Presentation of the dissertation project and the research results to
date:
Motivation
The
starting point of my project is the observation that human language
processing is inherently incremental, i.e. processing starts on
partial input and an interpretation of the current input is available
at each point in time. Early approaches to natural language
processing (NLP) were based on a sequence of discrete modules, each
working independently on the complete output of the previous one. The
underlying assumption was that the problem tackled in each domain can
be solved independently without feedback from later stages in the
processing. Contrary to this assumption, human language processing
has been shown to be inherently incremental [1] and highly
interleaved [2]. Incremental processing starts before the input is
complete, generates interpretations for partial input, and additional
input is integrated into the current interpretation if possible,
reanalyzing otherwise. Interleaving of processing includes syntactic
and semantic expectations driving speech recognition, and contextual
knowledge driving linguistic processing. This context is especially
rich in a face to face communication situation, where there are
multiple communication channels in different modalities (e.g.

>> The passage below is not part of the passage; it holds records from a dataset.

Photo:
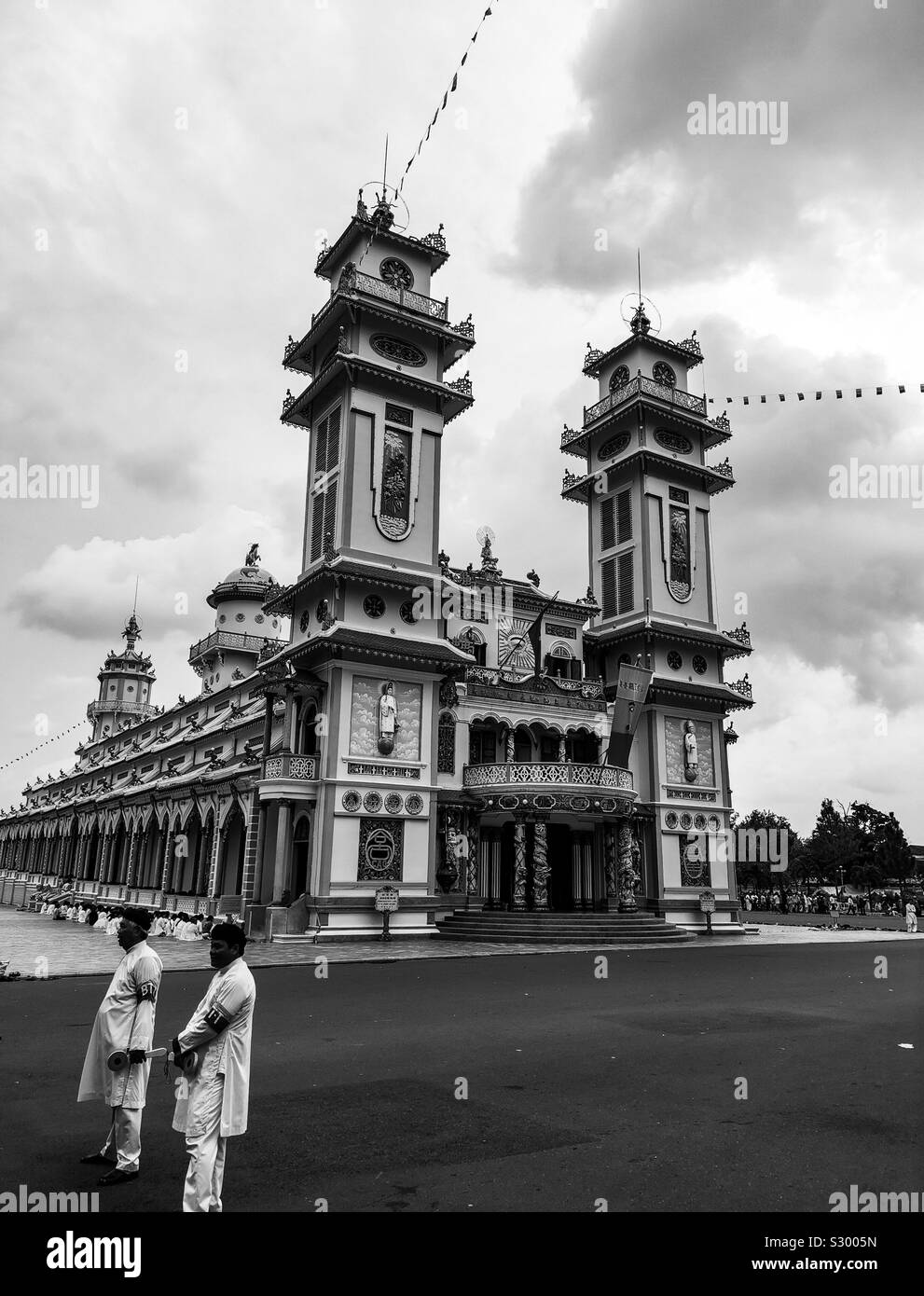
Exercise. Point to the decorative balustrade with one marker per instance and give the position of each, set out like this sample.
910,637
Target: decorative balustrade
501,678
302,767
547,774
462,385
220,641
740,635
641,385
356,280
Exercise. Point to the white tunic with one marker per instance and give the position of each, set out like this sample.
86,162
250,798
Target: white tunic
231,997
133,986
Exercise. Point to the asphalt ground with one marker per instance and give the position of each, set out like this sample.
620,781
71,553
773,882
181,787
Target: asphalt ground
516,1083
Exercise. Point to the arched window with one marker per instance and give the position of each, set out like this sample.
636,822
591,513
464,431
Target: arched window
446,744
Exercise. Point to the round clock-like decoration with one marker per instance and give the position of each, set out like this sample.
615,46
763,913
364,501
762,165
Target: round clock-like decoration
514,645
395,272
614,446
673,441
397,350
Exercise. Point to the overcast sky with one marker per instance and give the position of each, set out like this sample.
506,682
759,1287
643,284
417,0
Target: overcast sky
129,239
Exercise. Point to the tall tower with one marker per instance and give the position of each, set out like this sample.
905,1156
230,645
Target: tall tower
368,648
650,489
126,687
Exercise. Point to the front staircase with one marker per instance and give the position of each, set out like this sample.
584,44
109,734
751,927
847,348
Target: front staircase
560,928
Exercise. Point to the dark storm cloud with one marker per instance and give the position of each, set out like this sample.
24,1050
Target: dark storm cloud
711,205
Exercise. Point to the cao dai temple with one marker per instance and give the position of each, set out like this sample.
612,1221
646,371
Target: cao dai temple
393,718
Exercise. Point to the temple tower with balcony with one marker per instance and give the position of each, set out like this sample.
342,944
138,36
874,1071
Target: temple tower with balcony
242,630
648,488
126,687
349,800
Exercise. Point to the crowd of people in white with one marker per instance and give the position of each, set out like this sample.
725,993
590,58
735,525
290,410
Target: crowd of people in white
180,927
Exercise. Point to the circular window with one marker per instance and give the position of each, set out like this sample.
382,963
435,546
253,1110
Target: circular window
395,272
398,352
673,441
614,446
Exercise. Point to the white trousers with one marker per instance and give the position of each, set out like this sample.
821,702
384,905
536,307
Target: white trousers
125,1137
202,1186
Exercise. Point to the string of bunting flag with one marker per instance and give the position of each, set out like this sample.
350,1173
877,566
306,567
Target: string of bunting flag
451,90
47,743
837,393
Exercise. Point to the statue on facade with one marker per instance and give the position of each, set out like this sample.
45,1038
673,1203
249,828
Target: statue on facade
691,753
388,720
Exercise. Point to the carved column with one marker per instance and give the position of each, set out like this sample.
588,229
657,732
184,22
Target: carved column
280,880
541,868
627,875
130,864
472,879
609,861
518,864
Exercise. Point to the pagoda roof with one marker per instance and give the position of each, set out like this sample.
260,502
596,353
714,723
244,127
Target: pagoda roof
435,249
688,352
451,398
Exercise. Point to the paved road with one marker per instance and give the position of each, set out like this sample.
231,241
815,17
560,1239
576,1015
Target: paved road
578,1087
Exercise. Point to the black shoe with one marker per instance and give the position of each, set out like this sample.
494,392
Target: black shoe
118,1177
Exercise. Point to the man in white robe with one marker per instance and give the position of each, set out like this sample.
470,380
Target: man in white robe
213,1106
125,1022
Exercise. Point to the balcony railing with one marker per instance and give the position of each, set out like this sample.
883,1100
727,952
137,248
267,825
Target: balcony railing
403,297
547,774
302,767
494,678
644,386
222,641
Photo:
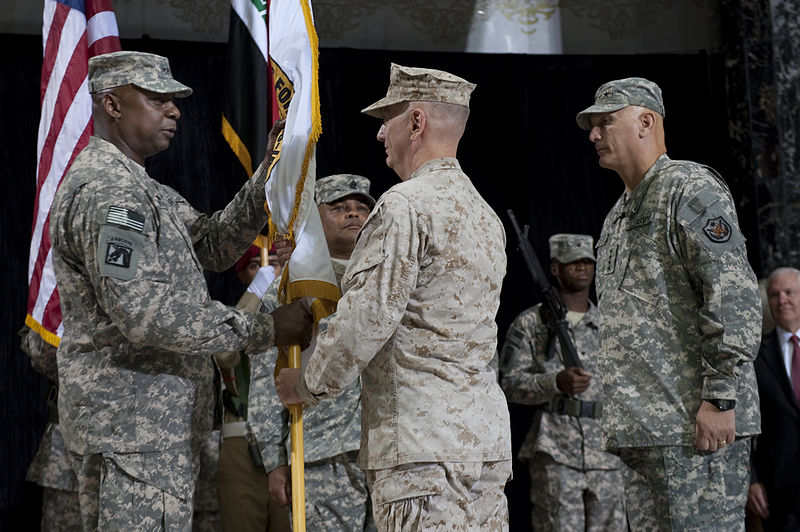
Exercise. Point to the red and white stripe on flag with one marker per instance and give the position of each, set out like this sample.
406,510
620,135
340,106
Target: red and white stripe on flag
72,32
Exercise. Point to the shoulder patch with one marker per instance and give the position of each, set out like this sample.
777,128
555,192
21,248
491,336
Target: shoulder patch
122,217
717,230
118,252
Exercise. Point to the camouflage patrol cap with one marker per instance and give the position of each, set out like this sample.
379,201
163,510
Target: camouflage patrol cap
409,84
620,93
335,187
566,247
146,71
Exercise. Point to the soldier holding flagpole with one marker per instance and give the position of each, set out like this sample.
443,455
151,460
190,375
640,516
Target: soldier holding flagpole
416,321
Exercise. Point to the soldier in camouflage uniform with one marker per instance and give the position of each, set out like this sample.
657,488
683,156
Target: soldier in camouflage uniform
336,488
135,375
680,317
416,321
575,485
51,468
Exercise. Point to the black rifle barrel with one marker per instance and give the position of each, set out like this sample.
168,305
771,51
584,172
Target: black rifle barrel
556,313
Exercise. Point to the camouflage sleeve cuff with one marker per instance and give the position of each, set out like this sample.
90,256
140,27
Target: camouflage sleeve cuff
249,302
550,384
302,390
262,333
719,388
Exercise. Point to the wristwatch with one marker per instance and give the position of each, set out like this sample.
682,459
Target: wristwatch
722,404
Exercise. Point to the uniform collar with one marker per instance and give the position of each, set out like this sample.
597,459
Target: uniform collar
634,200
443,163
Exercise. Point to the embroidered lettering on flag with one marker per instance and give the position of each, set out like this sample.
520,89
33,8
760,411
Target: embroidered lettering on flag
125,218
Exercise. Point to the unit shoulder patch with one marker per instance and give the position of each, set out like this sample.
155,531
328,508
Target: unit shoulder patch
118,252
717,230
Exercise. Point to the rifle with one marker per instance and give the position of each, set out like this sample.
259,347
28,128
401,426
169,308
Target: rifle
554,313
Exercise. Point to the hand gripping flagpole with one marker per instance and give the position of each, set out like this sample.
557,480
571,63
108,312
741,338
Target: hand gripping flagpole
293,51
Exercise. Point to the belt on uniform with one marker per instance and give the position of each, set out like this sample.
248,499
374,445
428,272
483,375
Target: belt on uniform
237,429
574,407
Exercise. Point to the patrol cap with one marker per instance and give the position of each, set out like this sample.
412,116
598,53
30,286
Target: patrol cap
146,71
410,84
335,187
567,247
620,93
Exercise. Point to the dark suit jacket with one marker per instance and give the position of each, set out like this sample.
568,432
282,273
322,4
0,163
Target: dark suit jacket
776,458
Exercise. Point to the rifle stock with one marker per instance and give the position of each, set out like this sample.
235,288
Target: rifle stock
555,315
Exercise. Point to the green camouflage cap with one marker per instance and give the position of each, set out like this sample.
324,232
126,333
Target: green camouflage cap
620,93
146,71
567,247
336,187
409,84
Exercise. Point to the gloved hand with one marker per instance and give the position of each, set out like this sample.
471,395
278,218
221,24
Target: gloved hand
262,280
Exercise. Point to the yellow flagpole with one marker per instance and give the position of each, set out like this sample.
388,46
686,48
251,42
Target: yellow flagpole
298,466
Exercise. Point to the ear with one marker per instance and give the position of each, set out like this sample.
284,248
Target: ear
418,122
647,123
111,105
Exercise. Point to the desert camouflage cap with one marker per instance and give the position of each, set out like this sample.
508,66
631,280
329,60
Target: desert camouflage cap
567,247
146,71
615,95
409,84
335,187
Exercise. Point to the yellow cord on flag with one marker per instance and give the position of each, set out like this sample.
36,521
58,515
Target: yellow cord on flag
298,465
38,328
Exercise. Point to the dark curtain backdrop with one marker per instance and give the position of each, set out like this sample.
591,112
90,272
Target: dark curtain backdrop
522,149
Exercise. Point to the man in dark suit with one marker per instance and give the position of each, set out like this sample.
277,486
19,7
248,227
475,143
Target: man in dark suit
775,485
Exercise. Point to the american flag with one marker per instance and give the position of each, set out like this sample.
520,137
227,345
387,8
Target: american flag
72,32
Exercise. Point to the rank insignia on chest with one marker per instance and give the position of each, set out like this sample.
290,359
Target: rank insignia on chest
717,230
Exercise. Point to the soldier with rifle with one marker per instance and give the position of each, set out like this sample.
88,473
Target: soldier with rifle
548,359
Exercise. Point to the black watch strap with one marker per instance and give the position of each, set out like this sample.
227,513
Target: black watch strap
723,404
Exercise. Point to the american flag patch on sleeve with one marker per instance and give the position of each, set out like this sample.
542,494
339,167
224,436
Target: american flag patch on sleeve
125,218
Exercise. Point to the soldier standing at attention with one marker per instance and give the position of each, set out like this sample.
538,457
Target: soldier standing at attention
680,321
416,321
575,485
336,488
135,375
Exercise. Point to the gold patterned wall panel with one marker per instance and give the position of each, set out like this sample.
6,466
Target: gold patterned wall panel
489,26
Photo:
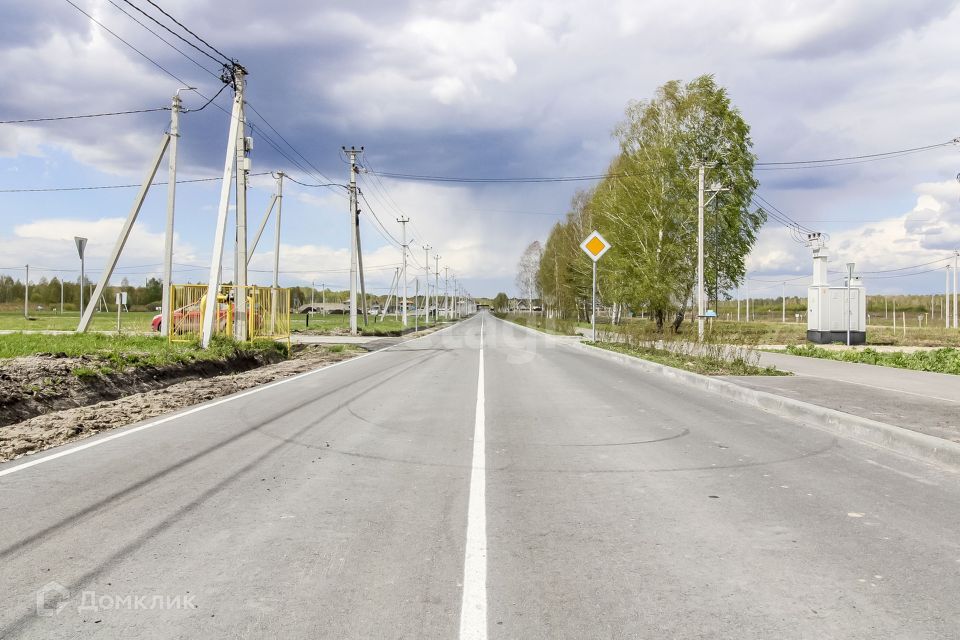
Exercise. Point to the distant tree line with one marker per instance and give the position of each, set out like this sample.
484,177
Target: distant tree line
646,207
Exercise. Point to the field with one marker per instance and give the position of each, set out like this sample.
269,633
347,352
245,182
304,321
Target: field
139,322
132,321
794,333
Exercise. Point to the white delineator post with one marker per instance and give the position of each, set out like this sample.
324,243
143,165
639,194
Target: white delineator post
403,222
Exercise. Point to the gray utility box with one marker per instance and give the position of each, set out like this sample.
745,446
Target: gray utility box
831,310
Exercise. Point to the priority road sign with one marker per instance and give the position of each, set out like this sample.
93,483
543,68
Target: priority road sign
595,246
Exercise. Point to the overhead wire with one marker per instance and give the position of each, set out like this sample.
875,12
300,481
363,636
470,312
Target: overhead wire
87,115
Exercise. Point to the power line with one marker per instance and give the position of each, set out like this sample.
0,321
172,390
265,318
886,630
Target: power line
141,53
171,31
260,115
87,115
328,184
227,59
115,186
429,178
878,156
163,40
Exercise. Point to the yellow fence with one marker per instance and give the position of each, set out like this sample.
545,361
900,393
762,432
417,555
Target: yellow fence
265,312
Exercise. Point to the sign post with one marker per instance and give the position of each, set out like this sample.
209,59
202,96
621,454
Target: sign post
595,246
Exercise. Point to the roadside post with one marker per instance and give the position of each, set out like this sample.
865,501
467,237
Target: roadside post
121,302
594,246
81,245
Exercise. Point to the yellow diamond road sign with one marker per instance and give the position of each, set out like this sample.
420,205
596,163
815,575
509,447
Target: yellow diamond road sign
595,246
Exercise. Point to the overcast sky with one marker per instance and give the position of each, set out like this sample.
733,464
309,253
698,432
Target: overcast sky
479,89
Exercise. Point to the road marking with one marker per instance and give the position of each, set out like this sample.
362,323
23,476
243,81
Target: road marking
473,609
204,407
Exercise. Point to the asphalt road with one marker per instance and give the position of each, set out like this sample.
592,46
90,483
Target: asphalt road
598,502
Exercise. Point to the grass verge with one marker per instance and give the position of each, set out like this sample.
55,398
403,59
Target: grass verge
946,360
116,353
706,365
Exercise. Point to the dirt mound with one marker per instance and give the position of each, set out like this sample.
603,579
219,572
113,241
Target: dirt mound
34,385
52,429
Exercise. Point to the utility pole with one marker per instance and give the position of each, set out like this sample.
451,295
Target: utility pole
747,281
352,152
241,330
436,288
946,299
276,239
403,222
446,294
211,308
165,312
701,203
850,266
956,255
363,289
426,282
783,297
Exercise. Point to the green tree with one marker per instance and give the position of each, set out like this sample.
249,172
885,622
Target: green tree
647,207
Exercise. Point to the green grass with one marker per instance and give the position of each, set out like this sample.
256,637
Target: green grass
133,321
946,360
115,353
702,364
789,333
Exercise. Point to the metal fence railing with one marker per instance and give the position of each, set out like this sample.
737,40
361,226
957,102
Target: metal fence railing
252,312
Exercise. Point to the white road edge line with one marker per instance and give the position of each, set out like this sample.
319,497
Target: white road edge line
203,407
473,610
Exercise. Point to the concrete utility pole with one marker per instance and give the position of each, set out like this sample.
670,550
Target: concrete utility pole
701,204
946,299
276,239
124,235
783,298
446,293
426,283
956,255
747,282
211,306
403,222
352,152
850,266
240,328
436,288
165,311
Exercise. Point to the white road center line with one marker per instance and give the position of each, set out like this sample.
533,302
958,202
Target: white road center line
473,610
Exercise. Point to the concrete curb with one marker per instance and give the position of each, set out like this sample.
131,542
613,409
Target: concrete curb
898,439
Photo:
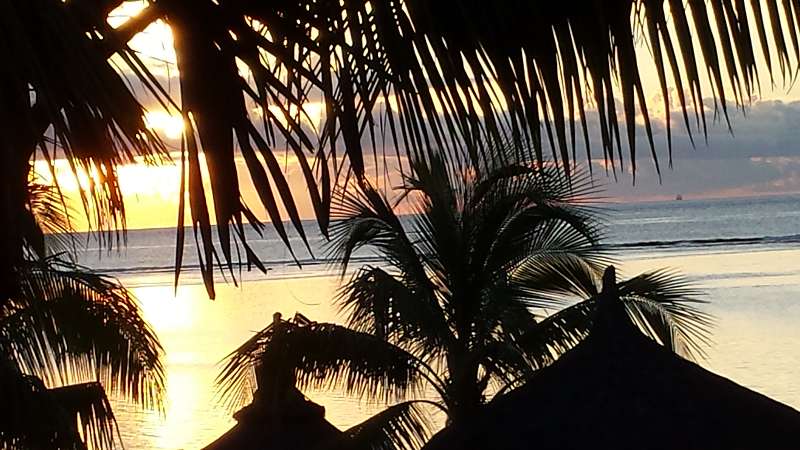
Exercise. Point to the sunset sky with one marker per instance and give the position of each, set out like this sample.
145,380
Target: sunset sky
762,158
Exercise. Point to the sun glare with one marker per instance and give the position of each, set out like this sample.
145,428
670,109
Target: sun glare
167,124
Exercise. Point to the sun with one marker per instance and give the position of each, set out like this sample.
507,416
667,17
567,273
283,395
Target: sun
169,125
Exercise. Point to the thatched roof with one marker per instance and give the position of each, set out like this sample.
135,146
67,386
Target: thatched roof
620,390
292,423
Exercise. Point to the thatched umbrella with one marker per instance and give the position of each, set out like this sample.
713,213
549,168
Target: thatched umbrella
279,418
620,390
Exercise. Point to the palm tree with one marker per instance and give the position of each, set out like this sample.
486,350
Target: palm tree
449,78
458,305
61,325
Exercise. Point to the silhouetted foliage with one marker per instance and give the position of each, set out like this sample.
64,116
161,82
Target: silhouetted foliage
64,324
406,76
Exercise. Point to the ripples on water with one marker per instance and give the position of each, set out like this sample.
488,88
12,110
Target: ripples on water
753,288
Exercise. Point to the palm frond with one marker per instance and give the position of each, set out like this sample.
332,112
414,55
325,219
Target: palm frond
31,417
404,426
364,218
48,229
664,304
322,355
69,325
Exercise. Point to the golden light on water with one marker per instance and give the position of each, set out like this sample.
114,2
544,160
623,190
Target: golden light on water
167,125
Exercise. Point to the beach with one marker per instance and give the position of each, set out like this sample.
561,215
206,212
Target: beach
752,287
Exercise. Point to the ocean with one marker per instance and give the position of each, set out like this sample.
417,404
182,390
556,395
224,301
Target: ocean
744,253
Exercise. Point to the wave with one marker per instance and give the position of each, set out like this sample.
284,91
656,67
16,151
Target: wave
711,242
268,264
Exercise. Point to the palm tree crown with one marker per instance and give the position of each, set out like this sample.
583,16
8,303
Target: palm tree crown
458,304
448,77
61,325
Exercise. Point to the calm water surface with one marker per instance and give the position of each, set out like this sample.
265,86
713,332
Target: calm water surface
744,253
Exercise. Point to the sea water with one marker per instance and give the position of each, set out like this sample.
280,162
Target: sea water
744,253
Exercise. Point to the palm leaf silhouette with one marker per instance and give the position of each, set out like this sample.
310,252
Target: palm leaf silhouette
451,79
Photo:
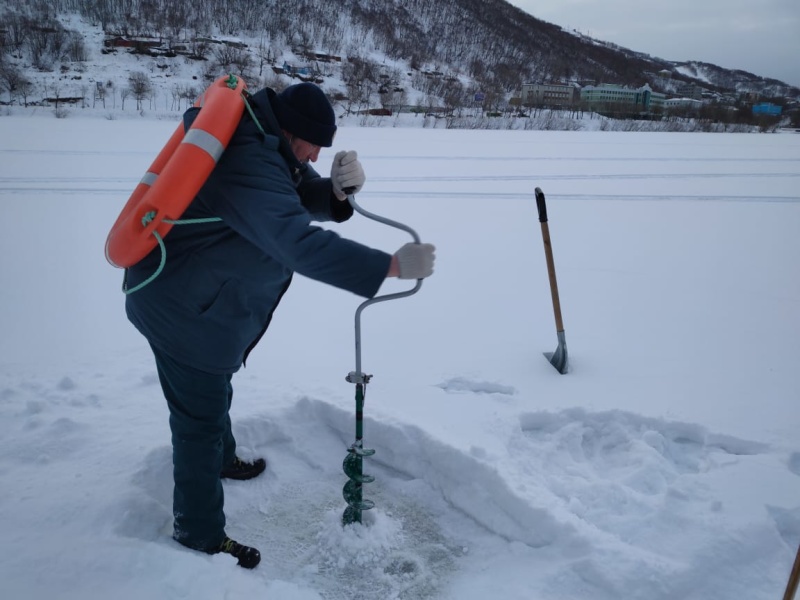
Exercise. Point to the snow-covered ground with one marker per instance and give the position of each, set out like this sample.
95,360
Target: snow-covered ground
665,465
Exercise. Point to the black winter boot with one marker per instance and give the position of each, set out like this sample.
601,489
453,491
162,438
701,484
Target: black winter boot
248,557
242,470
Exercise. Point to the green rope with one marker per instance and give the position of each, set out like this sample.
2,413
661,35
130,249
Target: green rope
253,115
147,219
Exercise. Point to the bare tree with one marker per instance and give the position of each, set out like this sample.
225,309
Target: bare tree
139,86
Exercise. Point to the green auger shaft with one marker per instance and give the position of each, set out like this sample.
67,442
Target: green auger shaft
353,462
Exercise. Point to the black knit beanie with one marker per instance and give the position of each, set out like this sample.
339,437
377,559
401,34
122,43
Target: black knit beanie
304,111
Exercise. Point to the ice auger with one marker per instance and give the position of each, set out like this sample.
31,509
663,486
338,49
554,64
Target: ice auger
353,462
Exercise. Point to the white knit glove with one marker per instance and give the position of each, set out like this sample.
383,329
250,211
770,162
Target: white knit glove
415,261
347,174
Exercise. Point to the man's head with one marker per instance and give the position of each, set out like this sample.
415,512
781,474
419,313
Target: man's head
304,111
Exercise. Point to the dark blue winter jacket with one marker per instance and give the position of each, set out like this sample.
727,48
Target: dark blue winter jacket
223,280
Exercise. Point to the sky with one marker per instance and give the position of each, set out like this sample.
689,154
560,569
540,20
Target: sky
762,37
664,464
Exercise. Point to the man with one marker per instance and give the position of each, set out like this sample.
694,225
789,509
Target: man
225,275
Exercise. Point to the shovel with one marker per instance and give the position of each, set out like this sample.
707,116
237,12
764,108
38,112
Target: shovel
558,358
794,577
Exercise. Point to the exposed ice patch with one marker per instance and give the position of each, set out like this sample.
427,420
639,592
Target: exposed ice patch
462,384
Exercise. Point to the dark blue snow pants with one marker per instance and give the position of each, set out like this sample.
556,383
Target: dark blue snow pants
202,443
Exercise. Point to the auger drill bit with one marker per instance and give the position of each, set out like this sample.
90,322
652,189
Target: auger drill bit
353,463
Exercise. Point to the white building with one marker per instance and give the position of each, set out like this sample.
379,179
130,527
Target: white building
547,94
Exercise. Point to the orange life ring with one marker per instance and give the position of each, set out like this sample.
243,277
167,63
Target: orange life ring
177,174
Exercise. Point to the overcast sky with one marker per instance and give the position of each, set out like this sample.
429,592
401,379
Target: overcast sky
759,36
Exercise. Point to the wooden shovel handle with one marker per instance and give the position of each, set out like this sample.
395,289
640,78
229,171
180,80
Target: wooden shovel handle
794,576
548,252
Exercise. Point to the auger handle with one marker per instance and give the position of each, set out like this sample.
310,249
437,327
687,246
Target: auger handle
358,375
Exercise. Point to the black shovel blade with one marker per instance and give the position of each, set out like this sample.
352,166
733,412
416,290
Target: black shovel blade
559,358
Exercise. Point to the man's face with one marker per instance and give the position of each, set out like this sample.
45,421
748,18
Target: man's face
303,151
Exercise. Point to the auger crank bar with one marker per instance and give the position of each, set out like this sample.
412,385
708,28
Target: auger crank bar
353,463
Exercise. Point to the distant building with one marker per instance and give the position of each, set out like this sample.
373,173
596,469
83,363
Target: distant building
547,94
690,90
613,95
767,108
691,103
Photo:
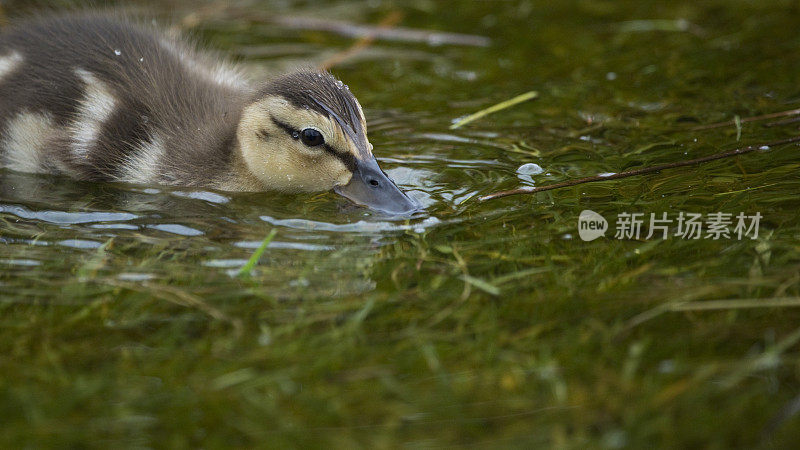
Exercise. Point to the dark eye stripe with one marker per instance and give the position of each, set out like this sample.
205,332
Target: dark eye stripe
347,159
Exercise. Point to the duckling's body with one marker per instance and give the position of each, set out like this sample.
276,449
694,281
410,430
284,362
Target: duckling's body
102,98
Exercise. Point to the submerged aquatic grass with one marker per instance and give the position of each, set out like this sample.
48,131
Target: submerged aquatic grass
530,95
251,263
482,324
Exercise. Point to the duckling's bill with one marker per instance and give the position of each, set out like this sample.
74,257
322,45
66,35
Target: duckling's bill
369,186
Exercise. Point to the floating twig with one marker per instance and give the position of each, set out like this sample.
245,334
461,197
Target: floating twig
791,112
389,34
362,43
642,171
492,109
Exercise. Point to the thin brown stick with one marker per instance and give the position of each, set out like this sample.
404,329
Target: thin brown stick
363,42
791,112
642,171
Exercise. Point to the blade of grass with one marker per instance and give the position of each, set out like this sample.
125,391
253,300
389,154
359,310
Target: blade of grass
493,109
482,285
248,267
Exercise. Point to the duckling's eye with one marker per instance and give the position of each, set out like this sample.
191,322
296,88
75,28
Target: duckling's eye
311,137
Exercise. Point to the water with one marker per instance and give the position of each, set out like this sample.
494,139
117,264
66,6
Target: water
491,323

gestures) and a common visual context to refer to.
To
approach the cognitive example given by human language processing we
have to make sure an artificial language processing system is able to
-
process
partial input as early as possible
-
provide
partial analyses as early as possible
-
generate
expectations to be fed back to other modules like speech processing
-
integrate
expectations derived from the context (e.g. the dialog history,
visual context or other communication channels like gestures)
Platform
The
platform of my research is the Weighted Constraint Dependency Grammar
(WCDG) System [3]. The WCDG-System is already capable of incremental
syntax processing, i.e. to assign a dependency structure to a prefix
of a sentence and to use this partial analysis as starting point for
analyzing an extended prefix. This is faster than starting from
scratch for about 95% of the test sentences [4].
Goal
The
goal of my project is to design and implement an architecture for
passing partial analyses and expectations between different modules
in language processing, including an interface to integrate
processing of other modalities, especially vision. Such an interface
will be bidirectional, with input from NLP guiding (visual) attention
and input from the external modality giving hints on disambiguation
in NLP. This part of the work is based in the project of Patrick
McCrae, who worked on syntactic disambiguation via context
integration. Furthermore, I am cooperating with Christopher
Baumgärtner, who is working on online context integration and
attention guiding.
To
determine the requirements of such a system I will investigate the
applications of partial analyses, especially given a visual context.
I have identified the following possible applications:
-
early
reference resolution
-
anticipate
upcoming input
-
feedback
to sender on processing status
The
possible benefits of this approach include
-
improved
speed and accuracy of the syntax parsing
-
improved
performance of other modules by top-down expectations derived from
the analysis of incoming language and multi-modal context
integration.
-
improved
user acceptance in human to computer/robot dialogue situations by
the use of verbal or nonverbal feedback during utterance time.
-
reproduce
psycholinguistic observations related to incremental language
processing, like anticipatory eye movement or garden pathing.
Early
Reference Resolution
A
partial linguistic analysis can be used to establish references to
entities from the context. There are several benefits of doing this
as early as possible:
-
Determine
if a nominal phrase (NP) already denotes a unique object from the
context or if additional complements like an upcoming prepositional
phrase (PP) are needed. By this, ambiguities like the PP-attachment
problem could be handled where a context is available (compare [5]).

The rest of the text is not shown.